Come tutte le Dolomiti Venete, infatti presentano uno strato roccioso sono “bacinali”, cioè deposito inizialmente sul fondo di un mare profondo almeno mille metri.

Questi sedimenti marini oggi completano oggi i primi 1.600-1.700 metri delle Marmarole e si compongono di un materiale facilmente erodibile.
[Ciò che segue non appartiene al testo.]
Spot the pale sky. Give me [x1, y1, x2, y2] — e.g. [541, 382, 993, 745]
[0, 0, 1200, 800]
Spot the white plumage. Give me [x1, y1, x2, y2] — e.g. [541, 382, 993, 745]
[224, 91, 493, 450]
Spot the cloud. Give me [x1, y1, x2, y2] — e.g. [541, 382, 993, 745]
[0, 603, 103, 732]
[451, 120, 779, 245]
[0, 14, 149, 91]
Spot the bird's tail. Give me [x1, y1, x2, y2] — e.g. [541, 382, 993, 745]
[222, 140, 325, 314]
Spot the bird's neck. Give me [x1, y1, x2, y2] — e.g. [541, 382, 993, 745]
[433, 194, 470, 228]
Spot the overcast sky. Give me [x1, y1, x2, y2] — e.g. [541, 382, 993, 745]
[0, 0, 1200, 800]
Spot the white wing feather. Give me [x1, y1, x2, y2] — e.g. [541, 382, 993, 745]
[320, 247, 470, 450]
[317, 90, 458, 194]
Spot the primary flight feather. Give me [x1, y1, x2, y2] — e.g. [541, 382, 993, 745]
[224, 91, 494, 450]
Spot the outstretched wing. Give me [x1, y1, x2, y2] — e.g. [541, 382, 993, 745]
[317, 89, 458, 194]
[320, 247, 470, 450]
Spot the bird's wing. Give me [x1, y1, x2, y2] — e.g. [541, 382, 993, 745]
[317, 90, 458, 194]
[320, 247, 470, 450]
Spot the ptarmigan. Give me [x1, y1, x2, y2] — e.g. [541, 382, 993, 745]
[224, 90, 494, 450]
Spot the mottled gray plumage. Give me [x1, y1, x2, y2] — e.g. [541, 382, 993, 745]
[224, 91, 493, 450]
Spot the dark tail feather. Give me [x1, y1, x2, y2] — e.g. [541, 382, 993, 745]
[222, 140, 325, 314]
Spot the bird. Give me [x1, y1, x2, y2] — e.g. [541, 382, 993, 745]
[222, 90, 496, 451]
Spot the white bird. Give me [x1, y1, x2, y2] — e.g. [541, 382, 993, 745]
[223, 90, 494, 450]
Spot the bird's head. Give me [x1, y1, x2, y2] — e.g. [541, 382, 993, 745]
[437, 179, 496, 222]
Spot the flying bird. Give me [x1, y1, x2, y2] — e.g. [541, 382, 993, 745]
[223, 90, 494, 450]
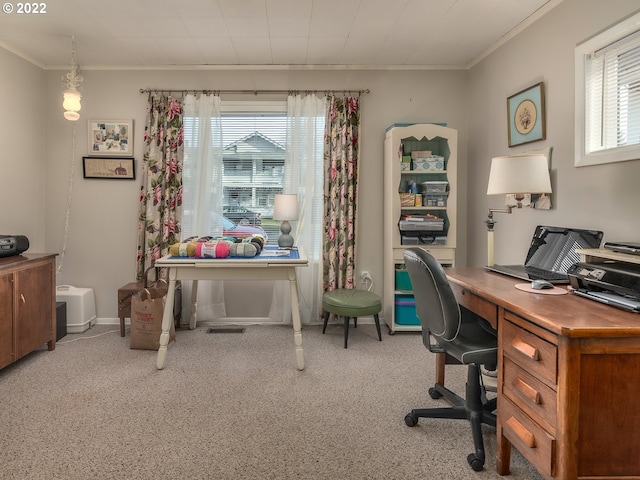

A questo si sovrappone uno strato calcareo sottilissimo ricco di fossili e reperti come coralli, conchiglie e resti di piante continentali: tutte testimonianze di un periodo successivo in cui l’acqua divenne più bassa. Questo strato, molto più resistente del precedente, arriva sino a 2.000 metri.

Colori vivaci dal verde al rosso sormontate da una potente serie calcareo-dolomitica, spessa circa 1.300 metri, che forma le spettacolari pareti verticali delle Marmarole, dal colore variabile dal bianco al grigiasto, che testimoniano la lenta ritirata dell’acqua.

La flora delle Marmarole

I paesaggi verticali e le pareti sono la caratteristiche di questo straordinario gruppo delle Dolomiti Venete. Questo giustifica il fatto che l’area non sia tra le più ricche come numero di specie, ma ciò nonostante sono presenti diverse piante protette dalla direttiva europea Habitat (1992), come le orchidee Cypripedium calceolus o la Campanula morettiana che crescono in quote anche piuttosto elevate.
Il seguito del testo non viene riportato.